El día 2 de este mes que ya acaba se cumplieron ciento diez años del nacimiento de José Ángel Buesa. Nació en un pueblo cubano llamado Cruces y quizás fue el poeta más popular y publicado de la isla, hasta que se fue al exilio. A partir de entonces, por “desertar”, la dictadura castrista le aplicó, durante años, como a muchos más, el castigo del silencio absoluto.

Uno de sus libros, Oasis, había conocido hasta entonces veintitantas ediciones. Buesa también tuvo éxito en la radio como libretista de series de aventuras. La más famosa fue Rafles, el ladrón de las manos de seda, que se trasmitía, si no recuerdo mal, a las 8 ó 9 de la noche por CMQ Radio.

Conocí a Buesa cuando yo empezaba a escribir, allá por los 50. Me deslumbraron su dominio del francés y su pasmoso conocimiento de la poesía escrita en ese idioma.

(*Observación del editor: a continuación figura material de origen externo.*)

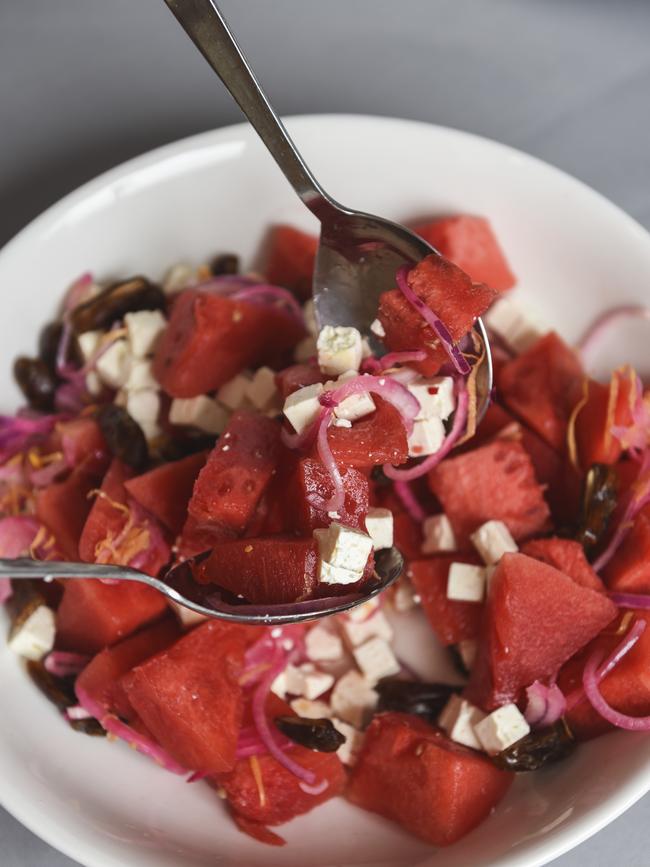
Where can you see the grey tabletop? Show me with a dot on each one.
(85, 84)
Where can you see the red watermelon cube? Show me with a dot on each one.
(415, 775)
(494, 482)
(446, 290)
(535, 619)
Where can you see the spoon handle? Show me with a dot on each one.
(206, 27)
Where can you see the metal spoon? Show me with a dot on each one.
(179, 585)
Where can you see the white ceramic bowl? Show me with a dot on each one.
(574, 252)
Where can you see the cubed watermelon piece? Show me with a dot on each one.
(567, 556)
(469, 242)
(415, 775)
(166, 490)
(452, 621)
(237, 472)
(93, 615)
(264, 570)
(189, 696)
(64, 508)
(494, 482)
(530, 628)
(446, 290)
(542, 387)
(100, 678)
(290, 260)
(626, 688)
(210, 338)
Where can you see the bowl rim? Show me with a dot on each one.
(565, 838)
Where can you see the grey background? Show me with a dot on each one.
(85, 84)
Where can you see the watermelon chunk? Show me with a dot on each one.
(447, 291)
(542, 387)
(415, 775)
(494, 482)
(166, 490)
(290, 261)
(264, 570)
(469, 242)
(189, 697)
(530, 628)
(626, 688)
(210, 338)
(237, 471)
(452, 621)
(567, 556)
(93, 615)
(100, 678)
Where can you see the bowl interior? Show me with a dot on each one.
(574, 253)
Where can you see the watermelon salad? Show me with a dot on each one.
(207, 415)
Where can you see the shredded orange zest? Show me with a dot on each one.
(257, 776)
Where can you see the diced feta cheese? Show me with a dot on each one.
(377, 328)
(201, 412)
(376, 659)
(519, 328)
(435, 396)
(344, 547)
(438, 535)
(458, 719)
(261, 390)
(323, 644)
(358, 632)
(143, 329)
(301, 407)
(144, 406)
(492, 540)
(232, 394)
(310, 709)
(88, 343)
(114, 365)
(426, 438)
(305, 349)
(353, 699)
(466, 583)
(339, 349)
(141, 376)
(501, 729)
(348, 752)
(35, 636)
(379, 524)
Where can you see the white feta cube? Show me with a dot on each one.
(379, 524)
(492, 540)
(519, 328)
(426, 438)
(458, 719)
(114, 365)
(339, 349)
(348, 752)
(360, 631)
(438, 535)
(376, 659)
(343, 546)
(466, 583)
(323, 644)
(303, 406)
(34, 638)
(201, 412)
(435, 396)
(232, 394)
(353, 699)
(261, 390)
(501, 729)
(143, 330)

Y de la escrita en inglés. Su erudición poética era asombrosa. Me publicó unos versos, acompañados de un comentario suyo, en una revista de poesía cuyo nombre ahora se me escapa, que hacía con el poeta chileno Alberto Baeza Flores, entonces afincado en Cuba.

Un domingo por la mañana, en aquellos días, mi madre entró en mi habitación y me dijo que en la sala estaba un señor llamado José Ángel Buesa, que quería verme. Pensé que iría a insultarme por una crítica tan destemplada como pedante que yo le había propinado a su poética, días atrás, en un periódico. Mi sorpresa fue grande cuando, lejos de reprocharme nada, me dio un ejemplar dedicado de su libro Hyacinthus al tiempo que me decía que me llevaba ese libro para que yo viese que él no sólo escribía “poemas de amor para modistillas” –poemas que escribía, me confesó, por pura necesidad pecuniaria.

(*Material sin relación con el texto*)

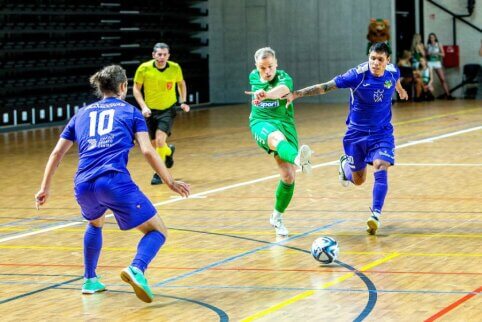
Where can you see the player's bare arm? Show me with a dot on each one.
(314, 90)
(318, 89)
(53, 163)
(273, 94)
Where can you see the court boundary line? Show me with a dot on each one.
(241, 184)
(454, 305)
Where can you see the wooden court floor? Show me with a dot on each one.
(222, 260)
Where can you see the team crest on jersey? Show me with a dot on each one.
(378, 95)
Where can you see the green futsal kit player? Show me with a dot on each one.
(273, 127)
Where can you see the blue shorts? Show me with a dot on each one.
(364, 147)
(115, 191)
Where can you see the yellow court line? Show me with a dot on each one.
(269, 232)
(306, 294)
(429, 118)
(170, 249)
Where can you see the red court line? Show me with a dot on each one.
(454, 305)
(326, 269)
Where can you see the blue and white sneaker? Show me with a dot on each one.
(303, 159)
(137, 280)
(373, 222)
(341, 171)
(92, 285)
(276, 220)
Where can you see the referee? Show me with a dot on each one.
(155, 91)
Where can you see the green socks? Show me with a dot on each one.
(284, 193)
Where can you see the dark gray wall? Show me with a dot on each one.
(314, 40)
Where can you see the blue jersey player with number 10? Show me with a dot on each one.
(105, 132)
(369, 138)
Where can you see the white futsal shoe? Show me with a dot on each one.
(373, 222)
(341, 172)
(276, 220)
(303, 159)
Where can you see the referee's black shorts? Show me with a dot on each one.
(162, 120)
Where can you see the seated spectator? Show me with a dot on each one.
(423, 82)
(406, 72)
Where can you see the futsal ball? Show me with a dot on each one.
(325, 250)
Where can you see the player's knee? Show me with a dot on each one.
(358, 181)
(288, 178)
(380, 165)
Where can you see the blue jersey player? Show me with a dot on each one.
(369, 138)
(105, 132)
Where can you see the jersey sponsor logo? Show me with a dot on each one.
(378, 95)
(266, 104)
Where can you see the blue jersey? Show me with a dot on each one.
(371, 97)
(104, 132)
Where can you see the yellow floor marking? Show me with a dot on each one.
(306, 294)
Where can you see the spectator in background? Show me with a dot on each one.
(406, 72)
(417, 49)
(423, 82)
(435, 53)
(158, 78)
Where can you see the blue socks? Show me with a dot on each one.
(380, 189)
(92, 248)
(147, 249)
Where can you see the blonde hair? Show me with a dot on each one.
(417, 39)
(264, 53)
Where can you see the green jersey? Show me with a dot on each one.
(271, 109)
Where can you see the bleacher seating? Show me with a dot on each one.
(49, 48)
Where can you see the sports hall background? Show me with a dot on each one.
(48, 48)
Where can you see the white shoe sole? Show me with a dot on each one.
(373, 226)
(341, 176)
(281, 231)
(140, 293)
(305, 159)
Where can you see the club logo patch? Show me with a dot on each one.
(378, 95)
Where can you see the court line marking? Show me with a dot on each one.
(244, 254)
(306, 294)
(439, 164)
(240, 184)
(454, 305)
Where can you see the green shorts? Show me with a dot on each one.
(261, 129)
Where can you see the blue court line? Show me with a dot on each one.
(39, 290)
(223, 316)
(233, 258)
(48, 275)
(372, 290)
(345, 290)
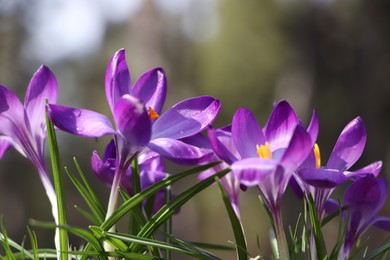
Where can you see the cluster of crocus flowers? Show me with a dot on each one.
(268, 158)
(140, 125)
(23, 126)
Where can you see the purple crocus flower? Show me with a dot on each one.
(24, 126)
(230, 181)
(364, 198)
(267, 158)
(320, 181)
(136, 112)
(151, 167)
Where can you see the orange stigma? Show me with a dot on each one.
(264, 151)
(153, 114)
(317, 155)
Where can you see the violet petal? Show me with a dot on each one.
(252, 171)
(151, 88)
(80, 122)
(186, 118)
(297, 151)
(246, 133)
(281, 125)
(132, 121)
(349, 146)
(373, 168)
(219, 148)
(117, 79)
(322, 177)
(179, 151)
(43, 85)
(5, 144)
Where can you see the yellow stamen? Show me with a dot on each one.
(317, 155)
(153, 114)
(264, 151)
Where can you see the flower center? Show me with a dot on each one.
(264, 151)
(153, 114)
(317, 155)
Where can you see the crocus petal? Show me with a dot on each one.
(151, 161)
(198, 140)
(349, 146)
(80, 122)
(313, 128)
(186, 118)
(322, 177)
(297, 151)
(246, 133)
(5, 144)
(363, 192)
(43, 85)
(133, 121)
(374, 169)
(179, 151)
(382, 223)
(331, 206)
(103, 170)
(296, 188)
(12, 114)
(281, 125)
(252, 171)
(151, 88)
(110, 151)
(219, 148)
(118, 79)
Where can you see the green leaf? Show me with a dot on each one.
(150, 191)
(381, 251)
(316, 229)
(169, 209)
(86, 214)
(92, 192)
(5, 241)
(85, 234)
(97, 213)
(58, 186)
(34, 243)
(40, 254)
(236, 225)
(152, 243)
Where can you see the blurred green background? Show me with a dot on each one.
(331, 56)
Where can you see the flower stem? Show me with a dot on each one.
(281, 236)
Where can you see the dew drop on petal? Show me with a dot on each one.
(77, 112)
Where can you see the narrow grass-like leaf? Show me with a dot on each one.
(169, 209)
(58, 186)
(86, 214)
(116, 254)
(92, 192)
(316, 229)
(43, 253)
(34, 243)
(115, 243)
(151, 190)
(11, 243)
(382, 251)
(98, 214)
(330, 217)
(236, 225)
(85, 234)
(340, 236)
(5, 241)
(145, 194)
(153, 243)
(197, 247)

La última vez que nos vimos fue poco tiempo antes de que se marchara de Cuba. Una mañana lluviosa caminaba yo por una acera del barrio habanero de Miramar cuando se me acercó un auto cuyo conductor, deteniendo la marcha, me preguntó adónde me podía llevar. Era Buesa. Lo acompañaba su hija, una de las mujeres más bellas que he visto en mi vida. Sin duda, el mejor poema de Buesa. Totalmente libre de la insana influencia que fue para el poeta el neorromanticismo galante de Paul Géraldy.

Canción de viaje

Recuerdo un pueblo triste y una noche de frío
y las iluminadas ventanillas de un tren.
Y aquel tren que partía se llevaba algo mío,
ya no recuerdo cuándo, ya no recuerdo quién.

Pero sí que fue un viaje para toda la vida
y que el último gesto fue un gesto de desdén,
porque dejó olvidado su amor sin despedida
igual que una maleta tirada en el andén.

Y así, mi amor inútil, con su inútil reproche,
se acurrucó en su olvido, que fue inútil también.
Como esos pueblos tristes, donde llueve de noche,
como esos pueblos tristes, donde no para el tren.